In statistics, precision refers to repeatability, meaning that something is precise if all measured values are close to each other, while accuracy is exactness, meaning that the average of all measured values is close to the correct value. So, a power meter can be accurate and precise (the ideal case), precise but not accurate (useful for day to day training, but not comparable with other meters), accurate but not precise (average values are correct, but a single sampled value can be far off), or neither accurate nor precise.
Obviously, an accurate and precise power meter would be nice to have, but it’s also pretty well known by now that power meter values can dance a lot, and many riders display 3 or 5 or even 10 second averages on their cycling computers.

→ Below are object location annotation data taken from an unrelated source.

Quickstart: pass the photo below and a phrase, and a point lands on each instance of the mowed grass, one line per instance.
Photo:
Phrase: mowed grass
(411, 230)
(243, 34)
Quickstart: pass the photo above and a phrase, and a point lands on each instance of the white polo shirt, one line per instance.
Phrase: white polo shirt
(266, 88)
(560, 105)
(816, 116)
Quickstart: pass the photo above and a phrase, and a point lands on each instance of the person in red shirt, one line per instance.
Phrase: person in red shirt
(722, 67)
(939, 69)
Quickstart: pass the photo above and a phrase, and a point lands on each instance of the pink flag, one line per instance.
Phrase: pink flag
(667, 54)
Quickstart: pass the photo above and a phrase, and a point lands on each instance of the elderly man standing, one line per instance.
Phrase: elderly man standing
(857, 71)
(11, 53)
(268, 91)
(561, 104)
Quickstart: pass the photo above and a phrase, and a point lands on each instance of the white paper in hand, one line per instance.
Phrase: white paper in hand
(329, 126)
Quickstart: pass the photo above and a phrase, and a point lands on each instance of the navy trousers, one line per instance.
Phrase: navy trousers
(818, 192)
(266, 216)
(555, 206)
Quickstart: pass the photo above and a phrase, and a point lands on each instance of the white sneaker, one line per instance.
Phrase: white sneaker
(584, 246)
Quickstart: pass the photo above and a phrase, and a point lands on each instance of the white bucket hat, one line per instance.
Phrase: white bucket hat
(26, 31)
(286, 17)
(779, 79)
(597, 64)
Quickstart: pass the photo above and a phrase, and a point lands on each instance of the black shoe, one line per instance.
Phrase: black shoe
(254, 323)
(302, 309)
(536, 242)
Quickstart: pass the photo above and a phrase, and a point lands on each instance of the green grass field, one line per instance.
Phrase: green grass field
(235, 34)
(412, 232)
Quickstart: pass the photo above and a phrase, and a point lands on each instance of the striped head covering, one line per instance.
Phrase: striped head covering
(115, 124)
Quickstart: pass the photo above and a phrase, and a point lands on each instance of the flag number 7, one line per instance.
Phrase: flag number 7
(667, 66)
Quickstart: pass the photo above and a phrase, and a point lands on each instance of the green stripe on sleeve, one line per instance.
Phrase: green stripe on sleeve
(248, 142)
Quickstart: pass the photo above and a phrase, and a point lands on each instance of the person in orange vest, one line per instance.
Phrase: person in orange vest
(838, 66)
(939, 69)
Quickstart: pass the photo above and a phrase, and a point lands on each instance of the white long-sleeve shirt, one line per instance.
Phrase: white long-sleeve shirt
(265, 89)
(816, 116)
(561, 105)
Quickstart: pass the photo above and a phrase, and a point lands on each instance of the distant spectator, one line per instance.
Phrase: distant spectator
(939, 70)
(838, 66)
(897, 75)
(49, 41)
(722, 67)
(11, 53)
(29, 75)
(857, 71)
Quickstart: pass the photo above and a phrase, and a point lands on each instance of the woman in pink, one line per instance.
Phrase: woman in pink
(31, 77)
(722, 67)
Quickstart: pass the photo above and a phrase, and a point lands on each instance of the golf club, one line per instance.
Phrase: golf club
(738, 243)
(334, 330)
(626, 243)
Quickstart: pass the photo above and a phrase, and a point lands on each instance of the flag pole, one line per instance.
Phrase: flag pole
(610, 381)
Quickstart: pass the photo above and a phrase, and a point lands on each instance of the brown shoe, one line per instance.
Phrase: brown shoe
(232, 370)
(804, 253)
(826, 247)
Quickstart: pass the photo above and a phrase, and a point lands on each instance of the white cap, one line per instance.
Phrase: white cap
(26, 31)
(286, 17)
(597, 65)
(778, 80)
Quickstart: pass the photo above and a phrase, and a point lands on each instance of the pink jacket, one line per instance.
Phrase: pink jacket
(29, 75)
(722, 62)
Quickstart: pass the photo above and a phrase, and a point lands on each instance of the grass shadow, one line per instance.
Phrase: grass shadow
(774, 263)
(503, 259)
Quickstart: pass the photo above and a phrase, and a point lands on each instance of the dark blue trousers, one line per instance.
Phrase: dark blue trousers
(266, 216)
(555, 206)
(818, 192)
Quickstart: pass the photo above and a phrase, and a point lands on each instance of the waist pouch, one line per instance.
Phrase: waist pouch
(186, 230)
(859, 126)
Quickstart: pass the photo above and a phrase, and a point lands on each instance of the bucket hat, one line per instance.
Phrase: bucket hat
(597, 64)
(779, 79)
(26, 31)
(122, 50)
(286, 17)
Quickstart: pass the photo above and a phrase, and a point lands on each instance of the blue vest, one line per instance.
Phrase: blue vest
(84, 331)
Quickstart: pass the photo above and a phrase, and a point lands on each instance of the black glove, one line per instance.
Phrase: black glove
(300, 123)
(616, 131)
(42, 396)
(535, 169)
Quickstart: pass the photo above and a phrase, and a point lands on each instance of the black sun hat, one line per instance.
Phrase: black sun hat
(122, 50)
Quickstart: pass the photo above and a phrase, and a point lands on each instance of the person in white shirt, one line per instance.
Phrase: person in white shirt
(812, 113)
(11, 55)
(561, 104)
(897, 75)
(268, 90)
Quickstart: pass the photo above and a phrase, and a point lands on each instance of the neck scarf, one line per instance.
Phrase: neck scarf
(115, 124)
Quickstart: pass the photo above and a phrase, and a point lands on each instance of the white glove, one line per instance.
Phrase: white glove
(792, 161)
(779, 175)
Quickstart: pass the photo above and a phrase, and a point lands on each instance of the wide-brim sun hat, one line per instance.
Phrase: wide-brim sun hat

So, how precise are power meters?
Let’s look at this ride, comparing Pioneer ang Garmin power meters. As usual, this is just a single one-to-one comparison ride, so, I am not saying this data is representative for power meters in general or these two power meter models in particular, it’s just what I got. And, if you’d ask me which one is correct, I’d of course say: neither one.
If we zoom in, we get something like this:
Large changes in power obviously correpond, but small changes look pretty chaotic. Averaging over, say, 30 seconds eliminates all small changes and we get this:
So, both meters follow each other pretty well, and the pioneer is a bit slower to respond to large changes, but then tries to correct itself by a steeper slope. (Overshoot is pretty well controlled, although we see one at the last decline.)

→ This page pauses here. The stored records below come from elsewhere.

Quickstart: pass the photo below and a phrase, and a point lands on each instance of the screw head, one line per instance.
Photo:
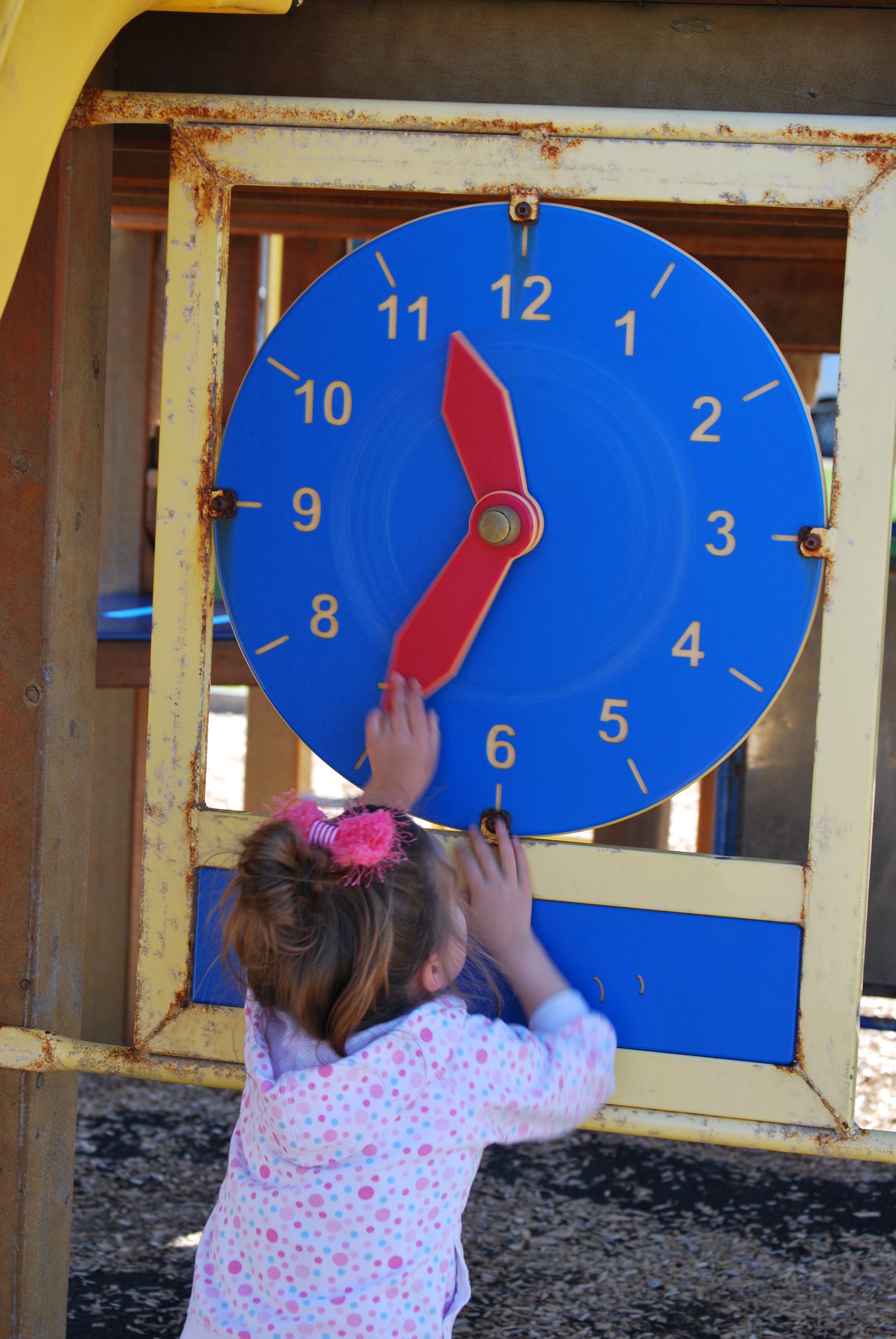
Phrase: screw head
(223, 505)
(499, 525)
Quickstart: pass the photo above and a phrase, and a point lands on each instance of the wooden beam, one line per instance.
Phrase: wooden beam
(53, 369)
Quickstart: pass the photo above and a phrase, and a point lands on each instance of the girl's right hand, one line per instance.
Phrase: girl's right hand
(500, 896)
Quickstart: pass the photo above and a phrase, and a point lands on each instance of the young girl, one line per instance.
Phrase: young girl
(370, 1091)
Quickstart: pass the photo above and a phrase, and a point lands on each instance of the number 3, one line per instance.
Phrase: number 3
(327, 615)
(607, 714)
(725, 531)
(494, 744)
(311, 511)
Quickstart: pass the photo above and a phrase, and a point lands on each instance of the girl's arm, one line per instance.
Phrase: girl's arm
(402, 746)
(501, 912)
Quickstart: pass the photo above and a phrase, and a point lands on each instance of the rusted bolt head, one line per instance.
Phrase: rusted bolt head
(808, 541)
(223, 504)
(487, 824)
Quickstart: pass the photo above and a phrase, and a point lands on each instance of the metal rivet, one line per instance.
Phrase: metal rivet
(499, 525)
(487, 824)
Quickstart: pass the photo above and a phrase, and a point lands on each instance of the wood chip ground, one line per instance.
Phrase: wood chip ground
(594, 1236)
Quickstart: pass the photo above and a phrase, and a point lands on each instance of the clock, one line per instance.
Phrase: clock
(554, 470)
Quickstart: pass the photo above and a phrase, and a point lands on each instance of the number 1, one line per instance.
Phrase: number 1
(504, 284)
(420, 306)
(392, 307)
(629, 322)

But, this isn’t really satisfying: If I buy a kitchen scale for which the manufacturer is stating an accuracy of plus minus 1g for any weight below 100g, I expect 95% of all measurements to fall within the stated error range. Aren’t we making it too easy for power meter manufacturers when we let them get away with a simple accuracy statement (that’s also difficult to check) without any promises about precision?

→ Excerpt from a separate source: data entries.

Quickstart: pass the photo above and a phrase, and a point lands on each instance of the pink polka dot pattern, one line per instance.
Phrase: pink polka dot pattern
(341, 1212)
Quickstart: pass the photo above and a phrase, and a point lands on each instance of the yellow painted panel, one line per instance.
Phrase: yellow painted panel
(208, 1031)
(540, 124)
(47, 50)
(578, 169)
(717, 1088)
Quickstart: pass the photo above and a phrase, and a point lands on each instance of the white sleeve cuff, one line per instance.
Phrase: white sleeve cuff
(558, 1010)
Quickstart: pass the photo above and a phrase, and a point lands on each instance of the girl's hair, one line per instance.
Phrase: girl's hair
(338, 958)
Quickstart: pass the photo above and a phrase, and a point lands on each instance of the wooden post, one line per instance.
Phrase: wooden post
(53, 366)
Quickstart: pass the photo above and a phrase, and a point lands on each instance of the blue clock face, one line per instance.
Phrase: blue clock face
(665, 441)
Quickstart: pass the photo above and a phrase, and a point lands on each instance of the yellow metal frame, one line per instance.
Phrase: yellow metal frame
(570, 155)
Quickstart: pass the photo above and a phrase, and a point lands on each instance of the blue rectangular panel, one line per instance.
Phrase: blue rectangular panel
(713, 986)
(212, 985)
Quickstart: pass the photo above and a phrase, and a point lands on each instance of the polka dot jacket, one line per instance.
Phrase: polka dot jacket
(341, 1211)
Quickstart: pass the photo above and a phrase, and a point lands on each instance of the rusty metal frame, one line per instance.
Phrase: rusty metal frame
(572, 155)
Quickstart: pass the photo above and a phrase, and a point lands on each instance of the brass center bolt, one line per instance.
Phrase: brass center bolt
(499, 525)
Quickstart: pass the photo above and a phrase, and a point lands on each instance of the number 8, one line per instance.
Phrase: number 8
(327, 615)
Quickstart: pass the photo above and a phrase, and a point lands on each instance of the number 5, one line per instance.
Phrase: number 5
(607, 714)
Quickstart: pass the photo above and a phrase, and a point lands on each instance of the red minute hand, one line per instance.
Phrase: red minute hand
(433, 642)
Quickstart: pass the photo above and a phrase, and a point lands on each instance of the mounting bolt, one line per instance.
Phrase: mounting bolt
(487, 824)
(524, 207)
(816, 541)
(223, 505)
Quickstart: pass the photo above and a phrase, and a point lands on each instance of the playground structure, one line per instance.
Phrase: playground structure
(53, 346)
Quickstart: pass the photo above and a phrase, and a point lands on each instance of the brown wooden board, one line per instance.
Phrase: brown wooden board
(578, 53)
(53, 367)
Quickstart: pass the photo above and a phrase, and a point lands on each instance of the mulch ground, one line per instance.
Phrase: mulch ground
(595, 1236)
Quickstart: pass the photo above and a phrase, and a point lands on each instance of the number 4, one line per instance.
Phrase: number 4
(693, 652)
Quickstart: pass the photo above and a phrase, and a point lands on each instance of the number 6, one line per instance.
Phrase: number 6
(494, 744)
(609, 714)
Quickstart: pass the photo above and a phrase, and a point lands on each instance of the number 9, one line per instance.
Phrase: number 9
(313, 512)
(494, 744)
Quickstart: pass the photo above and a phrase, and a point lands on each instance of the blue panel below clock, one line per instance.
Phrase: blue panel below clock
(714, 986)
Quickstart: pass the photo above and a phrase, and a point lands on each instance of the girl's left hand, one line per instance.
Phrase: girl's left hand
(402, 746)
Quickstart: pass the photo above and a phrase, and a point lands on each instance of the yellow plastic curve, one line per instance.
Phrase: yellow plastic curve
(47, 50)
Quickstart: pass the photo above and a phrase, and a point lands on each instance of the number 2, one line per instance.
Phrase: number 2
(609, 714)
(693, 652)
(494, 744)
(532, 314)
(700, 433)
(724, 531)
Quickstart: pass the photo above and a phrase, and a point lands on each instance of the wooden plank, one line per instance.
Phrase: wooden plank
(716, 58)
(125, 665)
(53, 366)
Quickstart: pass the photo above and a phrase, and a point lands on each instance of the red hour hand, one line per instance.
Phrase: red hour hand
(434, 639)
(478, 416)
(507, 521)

So, what can be done with data that looks like this:
One thing to try is a scatter plot where every data point is visualized by a single plotted dot, here with Vector on the x-axis and Pioneer on the y-axis.
The dots on the left on the y-axis show that the pioneer has more zero values which might be caused by measurement or transmission errors. The linear approximate y=1.0223x shows that on average the vector output is about 2% higher than the pioneer. Of course, one has to be careful with these plots because different time delays and a non-symmetric ride profile could bias this data. On the other hand, if the relative delay time difference is constant, one could simply shift the data set and try out several delay time combinations to find the most likely delay time.
We also see that the blue dot’s don’t line up neatly on the linear approximate line, but create a blue belt about 20W in width …. that’s a lot. So, let’s look at the width of this distribution in more detail, just keep in mind that this is not the error histogram of a single power meter compared with a correct value, but the relative difference of two power meters, containing the error of both (including the possibility that they cancel each other out sometimes).
I am actually surprised that the peak comes at zero difference between the meters and a lot of values fall between plus minus 5W from zero. If we re-format this into a cumulative histogram, we get:
About 50% of the values fall within a plus minus 5W range, standard deviation is about 7W, 95% (or 2 s.d.) is about 18W and 99.7% (or 3 s.d.) is about 40W. So, from a statistical point of view, it’s pretty much nonsense to display instant power on your power meter.
I really think we need to have power meter manufacturers state how precise their meters are or have some independent organization check them with a calibrated pedaling robot.